[Proj] Re: Linear projections reply

strebe strebe at aol.com
Sun Jun 29 19:24:32 EDT 2008

Mr. Ossipoff:

Assuming you had some reason for posting your work, I briefly noted how your work fits in with standard definitions and mathematical formulations. Whether it "goes without saying" that there is no limit to the number of "linear" projections depends upon the reader. Perhaps it goes without saying for you. I'm at a loss to know why I would know that or why you might suppose the same must apply to every reader. In general I do not see the benefit of explaining that you already know something unless someone clearly implies that you do not.

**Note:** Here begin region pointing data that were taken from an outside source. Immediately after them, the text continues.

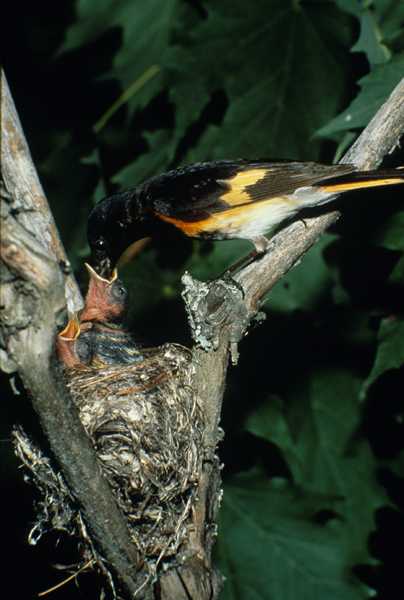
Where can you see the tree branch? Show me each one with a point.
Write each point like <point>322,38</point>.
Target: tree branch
<point>36,284</point>
<point>379,139</point>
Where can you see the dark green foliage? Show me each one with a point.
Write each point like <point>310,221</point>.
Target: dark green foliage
<point>314,412</point>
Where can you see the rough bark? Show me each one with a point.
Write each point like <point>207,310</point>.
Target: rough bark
<point>36,286</point>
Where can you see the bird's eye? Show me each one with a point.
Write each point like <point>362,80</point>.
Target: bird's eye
<point>119,292</point>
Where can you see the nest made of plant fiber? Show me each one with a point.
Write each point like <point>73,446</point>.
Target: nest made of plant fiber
<point>147,427</point>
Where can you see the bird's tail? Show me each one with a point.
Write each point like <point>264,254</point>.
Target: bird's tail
<point>361,180</point>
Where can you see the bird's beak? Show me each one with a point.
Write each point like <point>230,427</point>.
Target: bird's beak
<point>64,346</point>
<point>94,277</point>
<point>72,330</point>
<point>96,298</point>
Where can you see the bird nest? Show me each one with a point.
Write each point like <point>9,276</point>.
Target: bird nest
<point>147,428</point>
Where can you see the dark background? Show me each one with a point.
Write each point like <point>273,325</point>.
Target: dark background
<point>314,431</point>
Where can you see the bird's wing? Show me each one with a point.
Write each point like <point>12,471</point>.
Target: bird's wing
<point>192,193</point>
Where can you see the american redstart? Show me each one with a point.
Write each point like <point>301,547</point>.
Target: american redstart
<point>220,200</point>
<point>96,337</point>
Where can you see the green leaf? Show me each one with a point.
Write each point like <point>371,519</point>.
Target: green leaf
<point>314,426</point>
<point>391,234</point>
<point>390,352</point>
<point>375,88</point>
<point>149,163</point>
<point>370,40</point>
<point>146,32</point>
<point>396,277</point>
<point>277,62</point>
<point>270,548</point>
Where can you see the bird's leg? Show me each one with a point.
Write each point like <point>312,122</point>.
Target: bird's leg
<point>261,246</point>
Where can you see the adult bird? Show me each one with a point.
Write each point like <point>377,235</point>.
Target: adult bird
<point>220,200</point>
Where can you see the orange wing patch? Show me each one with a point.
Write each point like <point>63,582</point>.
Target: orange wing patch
<point>252,219</point>
<point>357,185</point>
<point>237,193</point>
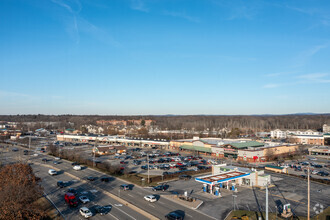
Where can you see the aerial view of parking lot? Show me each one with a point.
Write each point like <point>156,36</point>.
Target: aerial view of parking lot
<point>165,109</point>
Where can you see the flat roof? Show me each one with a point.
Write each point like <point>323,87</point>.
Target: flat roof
<point>222,177</point>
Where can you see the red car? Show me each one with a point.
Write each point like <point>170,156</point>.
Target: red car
<point>70,199</point>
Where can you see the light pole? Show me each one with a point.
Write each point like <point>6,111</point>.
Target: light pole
<point>148,168</point>
<point>308,195</point>
<point>267,200</point>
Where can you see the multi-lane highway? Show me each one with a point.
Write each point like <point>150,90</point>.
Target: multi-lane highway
<point>99,191</point>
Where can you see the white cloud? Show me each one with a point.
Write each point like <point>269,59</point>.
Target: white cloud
<point>139,5</point>
<point>315,77</point>
<point>271,86</point>
<point>182,15</point>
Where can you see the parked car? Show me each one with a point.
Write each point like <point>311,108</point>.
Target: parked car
<point>91,178</point>
<point>125,187</point>
<point>84,199</point>
<point>77,167</point>
<point>85,212</point>
<point>62,184</point>
<point>184,177</point>
<point>52,172</point>
<point>71,190</point>
<point>160,187</point>
<point>150,198</point>
<point>105,179</point>
<point>70,199</point>
<point>103,210</point>
<point>176,215</point>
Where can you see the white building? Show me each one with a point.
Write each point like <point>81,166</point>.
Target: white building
<point>279,134</point>
<point>326,128</point>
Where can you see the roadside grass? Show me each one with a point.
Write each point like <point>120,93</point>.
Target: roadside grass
<point>253,215</point>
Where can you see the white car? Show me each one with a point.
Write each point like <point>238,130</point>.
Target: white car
<point>84,199</point>
<point>150,198</point>
<point>315,172</point>
<point>52,172</point>
<point>85,212</point>
<point>77,167</point>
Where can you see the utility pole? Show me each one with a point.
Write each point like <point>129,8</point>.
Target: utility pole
<point>148,168</point>
<point>94,153</point>
<point>30,142</point>
<point>308,196</point>
<point>267,200</point>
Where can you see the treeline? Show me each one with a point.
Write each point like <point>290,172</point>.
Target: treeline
<point>189,122</point>
<point>19,191</point>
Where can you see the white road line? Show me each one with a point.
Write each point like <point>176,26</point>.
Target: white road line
<point>125,213</point>
<point>113,216</point>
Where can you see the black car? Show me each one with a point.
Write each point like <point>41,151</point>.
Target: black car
<point>91,178</point>
<point>184,177</point>
<point>160,187</point>
<point>105,179</point>
<point>103,210</point>
<point>71,190</point>
<point>62,184</point>
<point>125,187</point>
<point>176,215</point>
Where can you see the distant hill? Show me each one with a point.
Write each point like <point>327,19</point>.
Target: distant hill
<point>197,122</point>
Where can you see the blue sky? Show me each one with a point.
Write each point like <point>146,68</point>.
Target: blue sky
<point>164,56</point>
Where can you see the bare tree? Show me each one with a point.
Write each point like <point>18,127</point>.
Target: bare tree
<point>19,189</point>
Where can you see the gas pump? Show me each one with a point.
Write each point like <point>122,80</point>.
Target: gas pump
<point>217,191</point>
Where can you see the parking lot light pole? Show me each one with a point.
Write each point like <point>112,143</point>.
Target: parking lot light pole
<point>148,168</point>
<point>308,195</point>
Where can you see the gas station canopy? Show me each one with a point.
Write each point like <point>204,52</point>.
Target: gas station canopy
<point>222,177</point>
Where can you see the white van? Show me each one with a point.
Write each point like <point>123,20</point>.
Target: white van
<point>52,172</point>
<point>77,167</point>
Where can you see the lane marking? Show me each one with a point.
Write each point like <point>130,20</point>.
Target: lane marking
<point>126,213</point>
<point>113,216</point>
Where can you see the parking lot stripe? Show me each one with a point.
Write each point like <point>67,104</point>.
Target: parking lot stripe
<point>114,216</point>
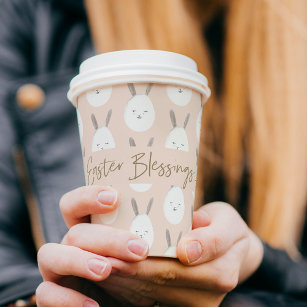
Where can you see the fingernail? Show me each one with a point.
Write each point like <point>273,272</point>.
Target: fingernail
<point>97,266</point>
<point>138,247</point>
<point>90,304</point>
<point>107,197</point>
<point>193,251</point>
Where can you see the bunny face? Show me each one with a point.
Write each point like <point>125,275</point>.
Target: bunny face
<point>102,139</point>
<point>139,113</point>
<point>99,96</point>
<point>171,252</point>
<point>177,139</point>
<point>180,96</point>
<point>174,205</point>
<point>142,226</point>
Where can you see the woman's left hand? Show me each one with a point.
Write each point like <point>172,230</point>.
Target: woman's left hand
<point>214,257</point>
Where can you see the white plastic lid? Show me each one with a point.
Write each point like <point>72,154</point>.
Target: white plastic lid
<point>130,66</point>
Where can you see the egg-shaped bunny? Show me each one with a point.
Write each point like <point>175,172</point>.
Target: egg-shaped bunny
<point>103,138</point>
<point>139,113</point>
<point>177,137</point>
<point>181,96</point>
<point>141,224</point>
<point>173,206</point>
<point>142,227</point>
<point>98,97</point>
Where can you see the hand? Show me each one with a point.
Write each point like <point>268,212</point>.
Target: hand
<point>72,270</point>
<point>218,253</point>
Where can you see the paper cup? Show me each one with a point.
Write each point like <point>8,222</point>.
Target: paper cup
<point>139,115</point>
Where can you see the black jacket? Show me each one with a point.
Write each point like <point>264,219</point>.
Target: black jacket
<point>43,42</point>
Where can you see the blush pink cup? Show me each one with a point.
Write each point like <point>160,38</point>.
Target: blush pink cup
<point>139,115</point>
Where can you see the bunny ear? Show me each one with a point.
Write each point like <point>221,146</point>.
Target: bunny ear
<point>134,207</point>
<point>148,89</point>
<point>150,142</point>
<point>196,156</point>
<point>149,206</point>
<point>131,142</point>
<point>192,212</point>
<point>108,117</point>
<point>179,237</point>
<point>186,120</point>
<point>94,121</point>
<point>168,238</point>
<point>132,89</point>
<point>173,118</point>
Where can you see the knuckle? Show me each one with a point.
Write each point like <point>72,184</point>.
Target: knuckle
<point>73,235</point>
<point>144,289</point>
<point>227,279</point>
<point>165,277</point>
<point>41,294</point>
<point>43,252</point>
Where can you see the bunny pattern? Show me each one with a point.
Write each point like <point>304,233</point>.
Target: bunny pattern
<point>157,130</point>
<point>139,113</point>
<point>103,138</point>
<point>141,224</point>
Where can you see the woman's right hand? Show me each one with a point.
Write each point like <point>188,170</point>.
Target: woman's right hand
<point>101,245</point>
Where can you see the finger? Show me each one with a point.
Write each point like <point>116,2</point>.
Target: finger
<point>127,297</point>
<point>140,293</point>
<point>219,274</point>
<point>207,243</point>
<point>49,294</point>
<point>56,261</point>
<point>201,218</point>
<point>77,205</point>
<point>107,241</point>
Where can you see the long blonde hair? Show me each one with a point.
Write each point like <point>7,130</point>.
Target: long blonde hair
<point>259,126</point>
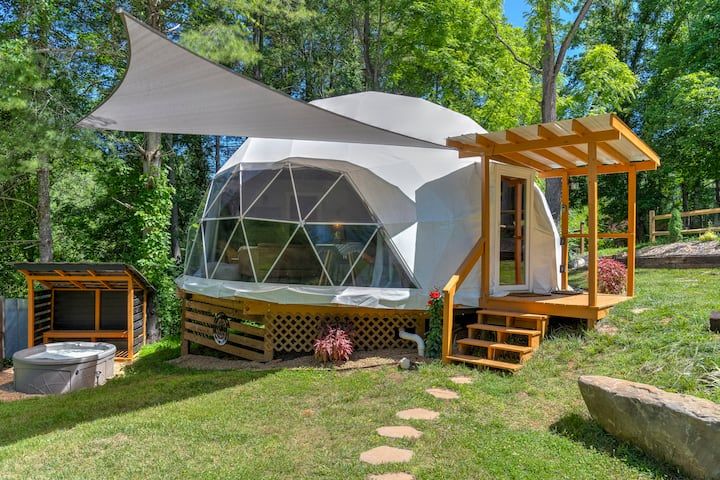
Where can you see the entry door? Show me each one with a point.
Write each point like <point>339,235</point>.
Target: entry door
<point>513,231</point>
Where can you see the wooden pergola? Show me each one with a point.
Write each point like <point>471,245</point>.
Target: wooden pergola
<point>589,146</point>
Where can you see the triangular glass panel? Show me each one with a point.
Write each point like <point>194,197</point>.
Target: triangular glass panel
<point>216,187</point>
<point>310,186</point>
<point>265,241</point>
<point>298,264</point>
<point>194,263</point>
<point>227,256</point>
<point>341,205</point>
<point>277,202</point>
<point>254,182</point>
<point>338,247</point>
<point>227,201</point>
<point>379,266</point>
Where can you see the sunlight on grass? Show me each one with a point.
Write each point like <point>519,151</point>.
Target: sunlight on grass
<point>168,422</point>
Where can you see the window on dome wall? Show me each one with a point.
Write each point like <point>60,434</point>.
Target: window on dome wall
<point>293,225</point>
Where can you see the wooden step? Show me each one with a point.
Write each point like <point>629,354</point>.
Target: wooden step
<point>508,313</point>
<point>484,362</point>
<point>508,330</point>
<point>474,342</point>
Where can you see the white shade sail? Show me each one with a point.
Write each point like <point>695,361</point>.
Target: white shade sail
<point>168,89</point>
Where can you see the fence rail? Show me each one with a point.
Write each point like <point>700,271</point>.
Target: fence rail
<point>654,233</point>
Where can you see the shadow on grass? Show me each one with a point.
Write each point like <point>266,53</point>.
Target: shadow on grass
<point>149,382</point>
<point>587,432</point>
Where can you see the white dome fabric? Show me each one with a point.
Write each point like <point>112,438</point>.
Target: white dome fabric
<point>427,200</point>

Cylindric projections are a specialization of pseudocylindric. Whether it is incorrect to call a cylindric projection "pseudocylindric" is something best left to those of uselessly pedantic temperament.

-- daan Strebe

On Jun 29, 2008, at 1:15:09 PM, "Michael Ossipoff" <mikeo2106 at msn.com> wrote:
Strebe wrote:

> In other words, 
> a "linear" projection is a pseudocylindric projection with equally spaced parallels.

Yes, and, for maps, I like the term "linear", because of its one-word brevity, and because it directly refers to such maps' big advantage.

For that statement about "linear projection" meaning "pseudocylindrical projection with equally-spaced parallels", to be true, then "pseudocylindrical projections" must include "cylindrical projections". But "pseudo-" means "similar to, but not...". So, if cylindrical projections are considered a subset of pseudocylindrical projections, then surely pseudocylindrical projections need another name. Isn't naming and proposing terminology one of the purposes of your organization?

> There is no limit to how many such projections could be created. 

Yes, and I never meant to imply that my list of "some linear projections" covered all of them. Surely it goes without saying that an infinite number of linear projections could be defined.

As for the mathematical information in your letter, my computer won't display it. The screen just shows spurious characters. To make it worse, the misrepresentation of the characters doesn't even seem to be consistent.

Could the mathematics that you posted by written in ordinary plain text characters?

Surely you aren't just saying that Y varies linearly with latitude and X varies linearly with longitude, because that was my definition. If your posting tells of something interesting or curious about linear projections that I didn't know, then I regrettably miss out on being able to display the information on this computer.